Ma chi era questo alpino morto sulla Cima di Costabella? Dalle dimensioni del femore sembra che fosse molto alto, più di 1,85 metri, quasi un gigante per l’epoca. Il cranio sembra spaccato da un masso ed era con buona probabilità uno che andava all’assalto, trovandosi a soli 50 metri dalle linee austriache. Il fatto che si trovasse sul canalone ovest della montagna fa pensare con buona probabilità che appartenesse alla 206.a compagnia, battaglione Val Cordevole, settimo reggimento. “Gli alpini della 206.a compagnia non erano poi tanti, ed erano sicuramente bellunesi – spiega Mariolina Cattaneo, coordinatrice della rivista “L’Alpino” a Milano a Repubblica – se poi si pensa alla statura inconsueta dell’uomo e alla memoria leggendaria di quegli scontri, forse qualche parente o studioso della Grande Guerra si farà vivo per sciogliere l’enigma”.

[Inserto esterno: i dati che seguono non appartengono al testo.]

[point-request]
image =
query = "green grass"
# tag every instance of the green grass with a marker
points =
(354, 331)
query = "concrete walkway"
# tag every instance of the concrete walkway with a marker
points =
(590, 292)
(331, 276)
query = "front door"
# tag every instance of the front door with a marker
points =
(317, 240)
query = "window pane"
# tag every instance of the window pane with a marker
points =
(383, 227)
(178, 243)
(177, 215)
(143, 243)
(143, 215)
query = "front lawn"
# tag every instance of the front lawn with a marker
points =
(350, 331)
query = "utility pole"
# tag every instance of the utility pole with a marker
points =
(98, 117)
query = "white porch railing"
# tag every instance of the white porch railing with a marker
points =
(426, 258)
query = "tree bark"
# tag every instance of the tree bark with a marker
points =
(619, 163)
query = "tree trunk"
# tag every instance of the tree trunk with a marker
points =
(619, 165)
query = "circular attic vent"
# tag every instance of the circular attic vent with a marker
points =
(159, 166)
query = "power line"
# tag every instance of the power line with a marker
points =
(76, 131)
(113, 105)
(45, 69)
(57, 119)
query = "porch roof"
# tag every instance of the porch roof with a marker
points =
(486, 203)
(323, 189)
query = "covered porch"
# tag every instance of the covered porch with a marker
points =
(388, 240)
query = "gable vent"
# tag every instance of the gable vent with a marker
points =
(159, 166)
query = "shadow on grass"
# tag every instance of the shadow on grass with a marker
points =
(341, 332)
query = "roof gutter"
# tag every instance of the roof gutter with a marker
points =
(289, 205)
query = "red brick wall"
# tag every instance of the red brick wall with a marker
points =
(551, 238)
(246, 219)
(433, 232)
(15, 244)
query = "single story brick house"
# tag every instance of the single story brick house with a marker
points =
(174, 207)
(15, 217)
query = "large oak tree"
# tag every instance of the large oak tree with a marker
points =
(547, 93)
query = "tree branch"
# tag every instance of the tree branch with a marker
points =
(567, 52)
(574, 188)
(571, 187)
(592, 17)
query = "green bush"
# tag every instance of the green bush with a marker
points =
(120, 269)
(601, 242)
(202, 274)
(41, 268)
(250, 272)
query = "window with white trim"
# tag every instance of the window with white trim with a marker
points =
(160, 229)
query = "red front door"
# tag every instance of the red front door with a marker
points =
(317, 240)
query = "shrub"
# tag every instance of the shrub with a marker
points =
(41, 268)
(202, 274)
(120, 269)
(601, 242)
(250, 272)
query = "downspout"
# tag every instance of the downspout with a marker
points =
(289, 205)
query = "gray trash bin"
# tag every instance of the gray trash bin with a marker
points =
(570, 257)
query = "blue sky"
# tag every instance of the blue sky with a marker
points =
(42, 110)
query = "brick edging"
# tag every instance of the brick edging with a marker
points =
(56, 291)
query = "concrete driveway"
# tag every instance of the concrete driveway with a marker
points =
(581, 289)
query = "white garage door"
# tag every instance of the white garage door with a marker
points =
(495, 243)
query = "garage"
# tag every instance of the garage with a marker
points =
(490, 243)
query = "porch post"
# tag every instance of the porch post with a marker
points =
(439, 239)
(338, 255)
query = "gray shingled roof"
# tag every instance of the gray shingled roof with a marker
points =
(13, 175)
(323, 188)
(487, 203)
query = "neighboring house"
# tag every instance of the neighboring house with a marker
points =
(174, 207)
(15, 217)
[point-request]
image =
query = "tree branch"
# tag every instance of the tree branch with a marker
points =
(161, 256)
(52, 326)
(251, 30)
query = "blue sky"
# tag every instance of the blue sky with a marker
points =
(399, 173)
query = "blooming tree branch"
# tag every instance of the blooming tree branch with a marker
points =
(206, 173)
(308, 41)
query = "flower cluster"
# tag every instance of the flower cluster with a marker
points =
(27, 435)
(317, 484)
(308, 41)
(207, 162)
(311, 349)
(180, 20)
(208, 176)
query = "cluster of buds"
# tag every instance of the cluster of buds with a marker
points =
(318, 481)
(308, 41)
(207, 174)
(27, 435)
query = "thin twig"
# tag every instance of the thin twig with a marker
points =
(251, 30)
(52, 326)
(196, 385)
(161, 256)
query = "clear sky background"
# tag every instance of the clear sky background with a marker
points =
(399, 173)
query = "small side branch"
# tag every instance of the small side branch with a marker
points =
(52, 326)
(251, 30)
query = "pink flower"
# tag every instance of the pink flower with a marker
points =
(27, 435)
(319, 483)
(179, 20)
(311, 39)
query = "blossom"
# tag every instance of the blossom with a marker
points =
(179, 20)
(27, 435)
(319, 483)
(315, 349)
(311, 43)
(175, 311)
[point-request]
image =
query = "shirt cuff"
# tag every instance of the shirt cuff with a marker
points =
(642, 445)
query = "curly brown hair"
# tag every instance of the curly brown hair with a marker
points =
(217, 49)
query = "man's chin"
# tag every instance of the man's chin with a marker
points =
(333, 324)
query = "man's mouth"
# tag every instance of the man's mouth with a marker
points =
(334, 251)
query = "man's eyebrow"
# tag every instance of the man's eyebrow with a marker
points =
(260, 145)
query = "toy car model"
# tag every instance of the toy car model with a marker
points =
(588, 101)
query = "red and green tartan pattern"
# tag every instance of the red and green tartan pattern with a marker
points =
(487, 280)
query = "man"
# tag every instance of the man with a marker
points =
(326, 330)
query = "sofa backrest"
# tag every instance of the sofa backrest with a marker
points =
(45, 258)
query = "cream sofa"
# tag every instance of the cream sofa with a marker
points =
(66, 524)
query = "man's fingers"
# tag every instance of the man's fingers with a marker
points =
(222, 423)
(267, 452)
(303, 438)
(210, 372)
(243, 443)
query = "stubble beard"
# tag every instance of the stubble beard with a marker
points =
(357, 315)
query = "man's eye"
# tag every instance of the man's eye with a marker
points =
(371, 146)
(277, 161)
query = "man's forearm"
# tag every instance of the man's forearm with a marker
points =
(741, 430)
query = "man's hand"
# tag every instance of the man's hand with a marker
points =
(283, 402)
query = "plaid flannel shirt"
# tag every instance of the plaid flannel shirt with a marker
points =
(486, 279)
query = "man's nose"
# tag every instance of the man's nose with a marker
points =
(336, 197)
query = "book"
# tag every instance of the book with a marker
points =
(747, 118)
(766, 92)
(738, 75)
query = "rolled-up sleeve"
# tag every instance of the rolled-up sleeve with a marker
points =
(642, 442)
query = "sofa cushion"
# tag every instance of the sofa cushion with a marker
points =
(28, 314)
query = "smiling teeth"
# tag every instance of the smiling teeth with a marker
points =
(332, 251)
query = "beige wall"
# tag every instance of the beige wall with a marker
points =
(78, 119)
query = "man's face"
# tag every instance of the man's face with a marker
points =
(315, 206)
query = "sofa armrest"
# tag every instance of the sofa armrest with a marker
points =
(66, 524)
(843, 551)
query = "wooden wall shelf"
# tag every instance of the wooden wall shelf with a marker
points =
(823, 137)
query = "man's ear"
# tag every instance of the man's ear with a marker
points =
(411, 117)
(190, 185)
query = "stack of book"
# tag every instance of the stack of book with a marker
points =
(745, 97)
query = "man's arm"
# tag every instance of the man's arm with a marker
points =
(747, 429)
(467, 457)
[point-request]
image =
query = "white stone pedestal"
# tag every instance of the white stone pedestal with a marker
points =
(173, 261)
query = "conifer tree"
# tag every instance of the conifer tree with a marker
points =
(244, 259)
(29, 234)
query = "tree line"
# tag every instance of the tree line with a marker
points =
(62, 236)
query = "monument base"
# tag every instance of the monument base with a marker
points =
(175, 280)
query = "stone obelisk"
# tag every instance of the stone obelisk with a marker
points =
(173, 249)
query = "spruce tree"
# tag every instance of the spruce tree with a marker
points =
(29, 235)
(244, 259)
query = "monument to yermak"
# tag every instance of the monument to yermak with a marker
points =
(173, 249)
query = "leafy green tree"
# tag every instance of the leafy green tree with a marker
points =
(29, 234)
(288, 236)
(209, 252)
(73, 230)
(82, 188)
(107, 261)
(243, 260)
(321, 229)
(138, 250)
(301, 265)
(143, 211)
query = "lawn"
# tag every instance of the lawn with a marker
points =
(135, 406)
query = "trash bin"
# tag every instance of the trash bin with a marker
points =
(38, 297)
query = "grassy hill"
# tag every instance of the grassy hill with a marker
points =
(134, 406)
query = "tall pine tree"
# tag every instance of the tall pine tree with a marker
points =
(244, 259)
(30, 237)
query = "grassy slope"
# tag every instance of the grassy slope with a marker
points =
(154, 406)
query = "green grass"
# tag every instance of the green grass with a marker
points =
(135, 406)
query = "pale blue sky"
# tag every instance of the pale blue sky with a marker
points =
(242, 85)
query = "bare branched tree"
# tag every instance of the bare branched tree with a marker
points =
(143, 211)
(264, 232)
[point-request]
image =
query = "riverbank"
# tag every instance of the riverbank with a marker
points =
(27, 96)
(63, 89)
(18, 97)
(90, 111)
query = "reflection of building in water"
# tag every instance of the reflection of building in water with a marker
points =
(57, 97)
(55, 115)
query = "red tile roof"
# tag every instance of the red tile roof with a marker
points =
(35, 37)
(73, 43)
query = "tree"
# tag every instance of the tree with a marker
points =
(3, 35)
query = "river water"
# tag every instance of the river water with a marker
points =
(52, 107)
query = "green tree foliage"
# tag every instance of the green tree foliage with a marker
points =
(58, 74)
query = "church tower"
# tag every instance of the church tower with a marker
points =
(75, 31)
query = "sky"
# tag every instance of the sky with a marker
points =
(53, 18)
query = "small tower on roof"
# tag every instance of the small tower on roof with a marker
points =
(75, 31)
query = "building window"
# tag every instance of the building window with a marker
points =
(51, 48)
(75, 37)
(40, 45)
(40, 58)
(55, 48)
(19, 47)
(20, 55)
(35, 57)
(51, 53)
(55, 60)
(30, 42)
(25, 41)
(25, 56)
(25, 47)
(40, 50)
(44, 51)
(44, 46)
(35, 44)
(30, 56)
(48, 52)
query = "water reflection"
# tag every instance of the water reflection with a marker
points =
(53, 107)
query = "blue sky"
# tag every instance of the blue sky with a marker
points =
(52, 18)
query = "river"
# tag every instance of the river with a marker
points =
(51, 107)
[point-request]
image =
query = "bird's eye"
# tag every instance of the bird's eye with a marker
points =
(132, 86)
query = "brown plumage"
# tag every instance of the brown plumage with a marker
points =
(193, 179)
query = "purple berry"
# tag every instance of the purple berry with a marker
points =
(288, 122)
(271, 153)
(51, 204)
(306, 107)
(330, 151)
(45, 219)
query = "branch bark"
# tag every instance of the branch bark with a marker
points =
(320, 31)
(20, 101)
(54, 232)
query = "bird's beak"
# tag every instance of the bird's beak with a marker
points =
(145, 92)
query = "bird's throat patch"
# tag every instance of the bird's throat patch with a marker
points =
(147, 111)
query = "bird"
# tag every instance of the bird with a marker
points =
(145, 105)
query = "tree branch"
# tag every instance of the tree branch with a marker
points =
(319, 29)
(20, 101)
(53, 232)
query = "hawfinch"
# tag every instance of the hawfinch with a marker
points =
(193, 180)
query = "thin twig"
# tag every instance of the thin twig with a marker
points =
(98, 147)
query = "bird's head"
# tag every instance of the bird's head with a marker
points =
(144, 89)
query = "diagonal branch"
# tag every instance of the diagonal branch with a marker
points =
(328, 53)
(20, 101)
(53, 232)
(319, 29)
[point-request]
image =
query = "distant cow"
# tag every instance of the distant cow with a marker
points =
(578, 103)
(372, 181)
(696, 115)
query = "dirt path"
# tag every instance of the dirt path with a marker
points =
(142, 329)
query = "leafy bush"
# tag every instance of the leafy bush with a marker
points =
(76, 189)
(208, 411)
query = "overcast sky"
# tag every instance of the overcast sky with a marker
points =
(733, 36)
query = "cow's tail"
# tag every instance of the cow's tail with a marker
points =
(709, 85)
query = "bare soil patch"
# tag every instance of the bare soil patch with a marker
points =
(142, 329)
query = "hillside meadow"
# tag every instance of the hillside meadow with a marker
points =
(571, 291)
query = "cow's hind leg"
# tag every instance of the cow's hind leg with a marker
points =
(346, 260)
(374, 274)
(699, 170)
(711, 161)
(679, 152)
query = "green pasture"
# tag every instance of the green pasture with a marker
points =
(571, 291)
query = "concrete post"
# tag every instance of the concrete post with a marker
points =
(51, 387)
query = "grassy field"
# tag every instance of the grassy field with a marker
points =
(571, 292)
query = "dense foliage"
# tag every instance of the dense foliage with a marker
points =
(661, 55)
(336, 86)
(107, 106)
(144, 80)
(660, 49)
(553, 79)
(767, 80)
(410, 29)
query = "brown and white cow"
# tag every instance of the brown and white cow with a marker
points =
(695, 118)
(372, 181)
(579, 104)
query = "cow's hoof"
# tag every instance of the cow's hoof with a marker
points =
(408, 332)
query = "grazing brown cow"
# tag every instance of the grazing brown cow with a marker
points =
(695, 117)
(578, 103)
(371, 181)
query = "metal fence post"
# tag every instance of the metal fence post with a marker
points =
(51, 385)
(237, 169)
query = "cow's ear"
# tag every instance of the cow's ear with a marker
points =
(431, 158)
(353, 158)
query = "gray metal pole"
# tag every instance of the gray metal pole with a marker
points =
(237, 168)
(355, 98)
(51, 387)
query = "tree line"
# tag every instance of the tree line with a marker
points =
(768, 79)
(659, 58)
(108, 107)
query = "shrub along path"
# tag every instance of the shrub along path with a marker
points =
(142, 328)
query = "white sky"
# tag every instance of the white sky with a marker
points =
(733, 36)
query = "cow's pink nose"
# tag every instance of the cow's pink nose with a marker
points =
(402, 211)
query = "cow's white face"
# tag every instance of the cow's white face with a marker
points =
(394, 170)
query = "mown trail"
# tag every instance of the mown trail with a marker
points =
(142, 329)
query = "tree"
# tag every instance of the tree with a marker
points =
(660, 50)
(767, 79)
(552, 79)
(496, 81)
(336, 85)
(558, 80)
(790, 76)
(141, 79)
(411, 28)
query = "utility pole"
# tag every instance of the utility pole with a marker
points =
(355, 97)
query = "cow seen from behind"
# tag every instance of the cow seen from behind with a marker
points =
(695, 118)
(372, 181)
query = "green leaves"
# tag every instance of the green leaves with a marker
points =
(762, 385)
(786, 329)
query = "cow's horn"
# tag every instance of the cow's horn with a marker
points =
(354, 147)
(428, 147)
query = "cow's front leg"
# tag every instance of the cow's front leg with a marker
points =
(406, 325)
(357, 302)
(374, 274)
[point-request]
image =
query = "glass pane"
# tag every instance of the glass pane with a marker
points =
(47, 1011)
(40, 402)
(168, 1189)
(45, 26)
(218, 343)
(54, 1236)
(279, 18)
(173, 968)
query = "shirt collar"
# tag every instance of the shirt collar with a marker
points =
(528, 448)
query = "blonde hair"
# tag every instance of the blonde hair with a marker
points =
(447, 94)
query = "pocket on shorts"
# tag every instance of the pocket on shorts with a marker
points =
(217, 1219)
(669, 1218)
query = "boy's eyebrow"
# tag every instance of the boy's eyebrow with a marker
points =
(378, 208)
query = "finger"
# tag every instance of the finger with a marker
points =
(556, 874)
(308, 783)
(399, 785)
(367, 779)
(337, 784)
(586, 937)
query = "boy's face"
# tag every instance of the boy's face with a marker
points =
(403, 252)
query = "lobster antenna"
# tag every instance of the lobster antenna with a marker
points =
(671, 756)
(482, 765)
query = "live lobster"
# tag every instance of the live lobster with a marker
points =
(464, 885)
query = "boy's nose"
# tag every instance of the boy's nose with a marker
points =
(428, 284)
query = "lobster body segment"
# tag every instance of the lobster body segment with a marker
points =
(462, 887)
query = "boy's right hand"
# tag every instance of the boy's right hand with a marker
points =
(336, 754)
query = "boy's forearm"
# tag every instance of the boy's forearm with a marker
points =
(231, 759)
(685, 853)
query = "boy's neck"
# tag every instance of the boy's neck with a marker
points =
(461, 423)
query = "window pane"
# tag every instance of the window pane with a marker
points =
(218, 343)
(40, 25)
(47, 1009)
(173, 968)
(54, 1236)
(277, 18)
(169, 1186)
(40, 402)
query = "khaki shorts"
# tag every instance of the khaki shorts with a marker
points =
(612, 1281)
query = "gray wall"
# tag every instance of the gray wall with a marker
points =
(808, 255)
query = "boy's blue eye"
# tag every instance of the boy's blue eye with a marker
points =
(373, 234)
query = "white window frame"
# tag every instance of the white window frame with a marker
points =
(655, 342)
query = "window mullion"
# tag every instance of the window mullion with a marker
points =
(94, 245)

Il recuperante Livio Defrancesco racconta così il ritrovamento dei resti dell’alpino. “Ero sotto la cima di Costabella a fare manutenzione dei sentieri ho visto delle scarpe chiodate, tipiche di quella guerra in montagna. Le ho prese in mano e ho sentito che dietro venivano i piedi, la gamba, il corpo. Le ossa erano perfette, grandi più del normale. Accanto al corpo, un arpione per far sicurezza ai compagni, una gavetta e una bomba a mano. Niente piastrina di riconoscimento. L’elmetto era spezzato. Era stato chiaramente portato via da una valanga o da una frana”. Il nuovo milite ignoto morì probabilmente durante il durissimo inverno del 1916, quando sulle Dolomiti caddero diciotto metri di neve. Colpito dal nemico o da una frana, l’alpino precipitò in quel canalone. Dove i suoi resti, forse, farebbero meglio a restare. Restituiti alla terra che con il suo sacrificio ha contribuito a difendere. E non tra le scartoffie di uno Stato che non vuole e non sa, rendergli onore.